Drugs that may cause blood sugar levels to rise:

Danazol’s diabetogenic effect. If unavoidable, patients should be warned and the importance of self-monitoring urine and blood sugar emphasized. Diabetes treatment medication dosage may need adjustment during and after Danazol treatment.

2.Caution with combination:

Chlorpromazine (antipsychotic drug): Using high doses of Chlorpromazine (Chlorpromazine dose >100mg/day) can increase blood sugar levels (by reducing insulin release). Patients should be informed and the importance of self-monitoring emphasized. Diabetes treatment medication dosage may need adjustment during antipsychotic treatment and upon discontinuation; Glucocorticoids (systemic and local routes: intra-articular, skin, and rectal preparations) and Tetracosactide (corticotropin): Possible ketoacidosis and elevated blood sugar levels (due to glucocorticoids causing decreased carbohydrate tolerance).

Patients should be informed and the importance of self-monitoring blood sugar emphasized.
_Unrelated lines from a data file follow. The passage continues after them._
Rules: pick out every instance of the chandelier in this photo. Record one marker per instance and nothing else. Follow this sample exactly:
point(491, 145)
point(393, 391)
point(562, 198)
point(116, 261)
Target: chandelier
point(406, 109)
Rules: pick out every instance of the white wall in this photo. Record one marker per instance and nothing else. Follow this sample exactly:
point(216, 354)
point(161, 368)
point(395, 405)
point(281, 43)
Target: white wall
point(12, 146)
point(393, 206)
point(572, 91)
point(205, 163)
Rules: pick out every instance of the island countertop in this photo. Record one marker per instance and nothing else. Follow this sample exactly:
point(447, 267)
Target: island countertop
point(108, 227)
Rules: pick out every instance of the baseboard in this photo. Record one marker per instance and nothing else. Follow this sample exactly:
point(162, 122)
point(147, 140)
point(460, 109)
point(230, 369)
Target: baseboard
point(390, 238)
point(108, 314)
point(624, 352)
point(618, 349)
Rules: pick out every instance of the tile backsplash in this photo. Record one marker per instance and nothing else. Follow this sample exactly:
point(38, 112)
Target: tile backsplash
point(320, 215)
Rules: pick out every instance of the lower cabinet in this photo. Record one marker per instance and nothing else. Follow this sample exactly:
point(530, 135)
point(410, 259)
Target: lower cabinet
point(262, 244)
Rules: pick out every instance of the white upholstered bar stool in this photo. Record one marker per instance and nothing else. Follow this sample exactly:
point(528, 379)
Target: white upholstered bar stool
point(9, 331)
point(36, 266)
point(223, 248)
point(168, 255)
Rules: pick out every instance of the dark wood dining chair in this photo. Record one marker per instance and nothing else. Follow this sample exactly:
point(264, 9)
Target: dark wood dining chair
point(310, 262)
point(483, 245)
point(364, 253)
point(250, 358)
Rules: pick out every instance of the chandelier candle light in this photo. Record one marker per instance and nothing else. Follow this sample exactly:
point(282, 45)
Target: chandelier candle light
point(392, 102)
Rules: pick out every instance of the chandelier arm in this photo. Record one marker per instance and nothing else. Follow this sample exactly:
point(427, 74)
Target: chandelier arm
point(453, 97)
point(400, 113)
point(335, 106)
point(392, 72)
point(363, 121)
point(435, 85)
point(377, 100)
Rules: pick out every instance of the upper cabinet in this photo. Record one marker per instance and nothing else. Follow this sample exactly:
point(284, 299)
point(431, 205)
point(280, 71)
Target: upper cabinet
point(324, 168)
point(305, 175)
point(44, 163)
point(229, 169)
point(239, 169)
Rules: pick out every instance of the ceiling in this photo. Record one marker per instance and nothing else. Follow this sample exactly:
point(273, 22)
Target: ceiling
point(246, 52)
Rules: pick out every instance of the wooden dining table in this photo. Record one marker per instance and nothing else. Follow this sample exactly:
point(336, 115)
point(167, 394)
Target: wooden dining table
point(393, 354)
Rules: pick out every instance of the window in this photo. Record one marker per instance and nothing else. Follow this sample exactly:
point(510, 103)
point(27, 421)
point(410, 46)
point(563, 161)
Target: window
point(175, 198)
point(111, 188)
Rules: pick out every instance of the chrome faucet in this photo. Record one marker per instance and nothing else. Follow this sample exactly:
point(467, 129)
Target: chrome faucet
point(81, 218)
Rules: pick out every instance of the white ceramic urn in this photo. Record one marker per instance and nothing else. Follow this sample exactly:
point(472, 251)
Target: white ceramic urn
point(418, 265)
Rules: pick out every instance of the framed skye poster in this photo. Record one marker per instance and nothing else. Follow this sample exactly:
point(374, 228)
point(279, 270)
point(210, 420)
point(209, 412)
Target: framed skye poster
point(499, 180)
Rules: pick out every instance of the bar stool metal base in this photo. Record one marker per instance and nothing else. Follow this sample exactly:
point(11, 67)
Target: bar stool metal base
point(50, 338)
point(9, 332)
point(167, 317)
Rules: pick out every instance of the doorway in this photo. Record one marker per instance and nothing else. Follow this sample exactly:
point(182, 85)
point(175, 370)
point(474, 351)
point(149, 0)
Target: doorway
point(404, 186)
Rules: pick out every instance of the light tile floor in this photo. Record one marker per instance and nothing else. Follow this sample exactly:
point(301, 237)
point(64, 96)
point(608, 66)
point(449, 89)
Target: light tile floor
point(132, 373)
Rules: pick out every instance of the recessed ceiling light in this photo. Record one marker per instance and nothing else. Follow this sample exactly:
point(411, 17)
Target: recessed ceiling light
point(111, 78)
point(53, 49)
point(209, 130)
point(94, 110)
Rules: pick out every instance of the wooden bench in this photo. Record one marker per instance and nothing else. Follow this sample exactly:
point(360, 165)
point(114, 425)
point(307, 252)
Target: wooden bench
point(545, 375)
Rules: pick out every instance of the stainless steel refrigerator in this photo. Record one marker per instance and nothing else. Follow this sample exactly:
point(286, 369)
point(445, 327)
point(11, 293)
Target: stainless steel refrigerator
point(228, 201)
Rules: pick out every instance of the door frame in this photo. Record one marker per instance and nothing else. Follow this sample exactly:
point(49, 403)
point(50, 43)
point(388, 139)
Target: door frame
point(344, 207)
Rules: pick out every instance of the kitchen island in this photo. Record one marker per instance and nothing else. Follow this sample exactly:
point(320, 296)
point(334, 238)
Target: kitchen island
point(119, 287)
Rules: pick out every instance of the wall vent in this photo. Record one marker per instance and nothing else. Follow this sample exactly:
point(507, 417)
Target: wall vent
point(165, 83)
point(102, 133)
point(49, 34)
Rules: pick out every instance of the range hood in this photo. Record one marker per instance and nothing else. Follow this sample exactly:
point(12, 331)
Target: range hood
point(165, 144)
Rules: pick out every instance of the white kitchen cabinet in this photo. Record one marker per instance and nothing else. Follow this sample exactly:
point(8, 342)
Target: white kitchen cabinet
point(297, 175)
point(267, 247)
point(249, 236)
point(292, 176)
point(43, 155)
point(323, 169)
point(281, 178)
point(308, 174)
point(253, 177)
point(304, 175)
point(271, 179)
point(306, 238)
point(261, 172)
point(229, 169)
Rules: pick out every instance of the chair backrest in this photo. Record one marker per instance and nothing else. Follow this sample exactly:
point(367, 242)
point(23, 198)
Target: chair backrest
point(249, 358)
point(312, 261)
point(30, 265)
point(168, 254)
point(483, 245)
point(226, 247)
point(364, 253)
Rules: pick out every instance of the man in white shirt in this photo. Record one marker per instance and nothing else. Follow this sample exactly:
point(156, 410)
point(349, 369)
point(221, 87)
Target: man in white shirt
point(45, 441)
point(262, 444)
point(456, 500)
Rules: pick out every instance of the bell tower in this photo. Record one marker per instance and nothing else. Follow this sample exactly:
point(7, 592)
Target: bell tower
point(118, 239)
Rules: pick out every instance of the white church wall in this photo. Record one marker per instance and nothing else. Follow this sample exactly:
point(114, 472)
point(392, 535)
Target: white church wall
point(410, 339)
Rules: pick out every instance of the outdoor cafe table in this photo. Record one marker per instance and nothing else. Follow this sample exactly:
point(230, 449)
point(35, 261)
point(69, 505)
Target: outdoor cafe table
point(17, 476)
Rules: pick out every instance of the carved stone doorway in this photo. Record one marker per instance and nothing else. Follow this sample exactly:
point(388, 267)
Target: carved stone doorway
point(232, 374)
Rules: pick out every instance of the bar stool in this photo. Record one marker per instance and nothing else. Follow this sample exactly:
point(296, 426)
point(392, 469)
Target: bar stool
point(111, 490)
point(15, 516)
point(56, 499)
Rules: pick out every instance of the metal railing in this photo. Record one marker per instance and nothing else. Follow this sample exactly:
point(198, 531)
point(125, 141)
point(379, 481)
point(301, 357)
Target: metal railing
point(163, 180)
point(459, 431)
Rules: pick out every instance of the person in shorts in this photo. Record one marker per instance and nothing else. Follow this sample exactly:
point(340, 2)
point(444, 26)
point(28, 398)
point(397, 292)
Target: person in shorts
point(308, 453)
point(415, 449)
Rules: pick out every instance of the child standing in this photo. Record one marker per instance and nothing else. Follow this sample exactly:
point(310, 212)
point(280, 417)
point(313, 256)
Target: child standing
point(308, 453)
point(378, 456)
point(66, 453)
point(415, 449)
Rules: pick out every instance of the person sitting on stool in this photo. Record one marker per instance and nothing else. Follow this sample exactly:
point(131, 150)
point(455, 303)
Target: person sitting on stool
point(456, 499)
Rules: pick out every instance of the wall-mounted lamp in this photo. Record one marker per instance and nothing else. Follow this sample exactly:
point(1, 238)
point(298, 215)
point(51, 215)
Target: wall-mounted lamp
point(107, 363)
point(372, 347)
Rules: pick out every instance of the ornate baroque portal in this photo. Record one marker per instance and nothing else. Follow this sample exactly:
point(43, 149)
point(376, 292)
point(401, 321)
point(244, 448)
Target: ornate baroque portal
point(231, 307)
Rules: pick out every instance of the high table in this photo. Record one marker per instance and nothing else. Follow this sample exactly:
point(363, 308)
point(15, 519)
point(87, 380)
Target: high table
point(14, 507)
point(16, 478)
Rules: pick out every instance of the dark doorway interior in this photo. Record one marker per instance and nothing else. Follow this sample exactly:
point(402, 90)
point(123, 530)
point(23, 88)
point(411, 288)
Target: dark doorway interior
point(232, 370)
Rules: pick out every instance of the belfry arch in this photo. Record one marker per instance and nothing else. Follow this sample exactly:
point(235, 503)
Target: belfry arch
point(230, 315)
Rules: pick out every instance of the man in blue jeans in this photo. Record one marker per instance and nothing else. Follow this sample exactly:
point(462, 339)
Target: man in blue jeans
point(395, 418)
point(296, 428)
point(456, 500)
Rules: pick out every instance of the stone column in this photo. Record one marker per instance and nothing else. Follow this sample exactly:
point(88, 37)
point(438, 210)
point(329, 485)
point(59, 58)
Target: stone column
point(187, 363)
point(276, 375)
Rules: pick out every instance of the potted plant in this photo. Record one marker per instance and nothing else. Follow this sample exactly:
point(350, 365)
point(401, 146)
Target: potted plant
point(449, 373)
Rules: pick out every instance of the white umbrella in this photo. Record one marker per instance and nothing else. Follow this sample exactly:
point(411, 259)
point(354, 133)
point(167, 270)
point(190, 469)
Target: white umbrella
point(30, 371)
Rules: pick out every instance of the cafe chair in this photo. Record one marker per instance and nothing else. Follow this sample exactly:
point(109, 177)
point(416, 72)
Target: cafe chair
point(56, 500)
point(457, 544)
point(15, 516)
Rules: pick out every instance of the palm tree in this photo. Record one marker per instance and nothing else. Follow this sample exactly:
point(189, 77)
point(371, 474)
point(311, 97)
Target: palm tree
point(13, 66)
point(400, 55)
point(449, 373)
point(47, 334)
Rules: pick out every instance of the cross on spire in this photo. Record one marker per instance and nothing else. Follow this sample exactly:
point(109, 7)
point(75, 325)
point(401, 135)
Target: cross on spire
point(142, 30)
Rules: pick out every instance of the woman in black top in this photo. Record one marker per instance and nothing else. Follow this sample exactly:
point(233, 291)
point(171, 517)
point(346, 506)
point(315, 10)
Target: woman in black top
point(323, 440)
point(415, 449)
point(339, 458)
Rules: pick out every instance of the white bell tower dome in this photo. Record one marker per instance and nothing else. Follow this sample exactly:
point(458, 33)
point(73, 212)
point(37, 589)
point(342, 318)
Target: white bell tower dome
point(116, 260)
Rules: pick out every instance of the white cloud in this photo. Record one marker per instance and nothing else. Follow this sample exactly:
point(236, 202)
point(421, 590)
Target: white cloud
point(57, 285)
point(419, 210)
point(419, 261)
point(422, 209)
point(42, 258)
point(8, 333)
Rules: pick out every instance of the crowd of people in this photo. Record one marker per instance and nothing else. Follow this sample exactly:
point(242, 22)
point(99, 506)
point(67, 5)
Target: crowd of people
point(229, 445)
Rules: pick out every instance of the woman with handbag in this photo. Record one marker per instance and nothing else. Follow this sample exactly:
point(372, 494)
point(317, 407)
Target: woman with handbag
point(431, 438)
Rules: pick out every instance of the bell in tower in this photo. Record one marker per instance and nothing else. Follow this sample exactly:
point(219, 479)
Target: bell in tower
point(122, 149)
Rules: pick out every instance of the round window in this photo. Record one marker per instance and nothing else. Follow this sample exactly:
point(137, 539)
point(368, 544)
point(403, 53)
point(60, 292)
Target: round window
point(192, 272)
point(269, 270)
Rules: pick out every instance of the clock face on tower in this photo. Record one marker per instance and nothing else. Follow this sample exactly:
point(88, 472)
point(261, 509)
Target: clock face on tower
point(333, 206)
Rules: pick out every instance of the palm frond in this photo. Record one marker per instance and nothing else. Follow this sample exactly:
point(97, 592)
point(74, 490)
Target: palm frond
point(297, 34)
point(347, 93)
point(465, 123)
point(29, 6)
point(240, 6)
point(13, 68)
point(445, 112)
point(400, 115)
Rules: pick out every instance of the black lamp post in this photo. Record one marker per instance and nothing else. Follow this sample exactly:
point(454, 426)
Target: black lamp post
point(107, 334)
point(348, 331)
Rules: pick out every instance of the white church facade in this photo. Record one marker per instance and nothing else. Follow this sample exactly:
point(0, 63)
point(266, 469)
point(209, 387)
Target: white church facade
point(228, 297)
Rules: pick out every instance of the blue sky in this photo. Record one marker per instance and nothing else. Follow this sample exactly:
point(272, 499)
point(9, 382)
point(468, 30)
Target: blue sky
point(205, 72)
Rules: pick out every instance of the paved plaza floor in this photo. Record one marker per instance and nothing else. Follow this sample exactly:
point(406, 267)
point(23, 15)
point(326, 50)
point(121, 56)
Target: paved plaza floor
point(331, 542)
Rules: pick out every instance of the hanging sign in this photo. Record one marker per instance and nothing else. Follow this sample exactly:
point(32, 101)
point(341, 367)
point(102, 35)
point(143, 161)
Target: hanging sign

Diabetes treatment medication dosage may need adjustment during glucocorticoid treatment and upon discontinuation; Ephedrine, Pseudoephedrine, Phenylephrine: (IV injection) Due to β2 agonist action, blood sugar levels can rise, emphasizing the importance of self-monitoring blood sugar; necessary insulin adjustments may be required. Other considerations for combined medication: Anticoagulants (Warfarin): Sulfonylureas combined with anticoagulants (Warfarin) may increase anticoagulant effects. Adjusting the anticoagulant dosage may be considered.


Gliclazide has come a long way since its initial development, emerging as a reliable and cost-effective option for the treatment of type 2 diabetes. Its manufacturing, pricing, and market presence reflect its importance in the diabetes care landscape. While newer medications have entered the market, gliclazide continues to hold its ground, offering a balance between efficacy and affordability. As the global diabetes burden continues to rise, gliclazide will likely remain a significant player in the antidiabetic drug market, providing an essential treatment option for millions of patients worldwide.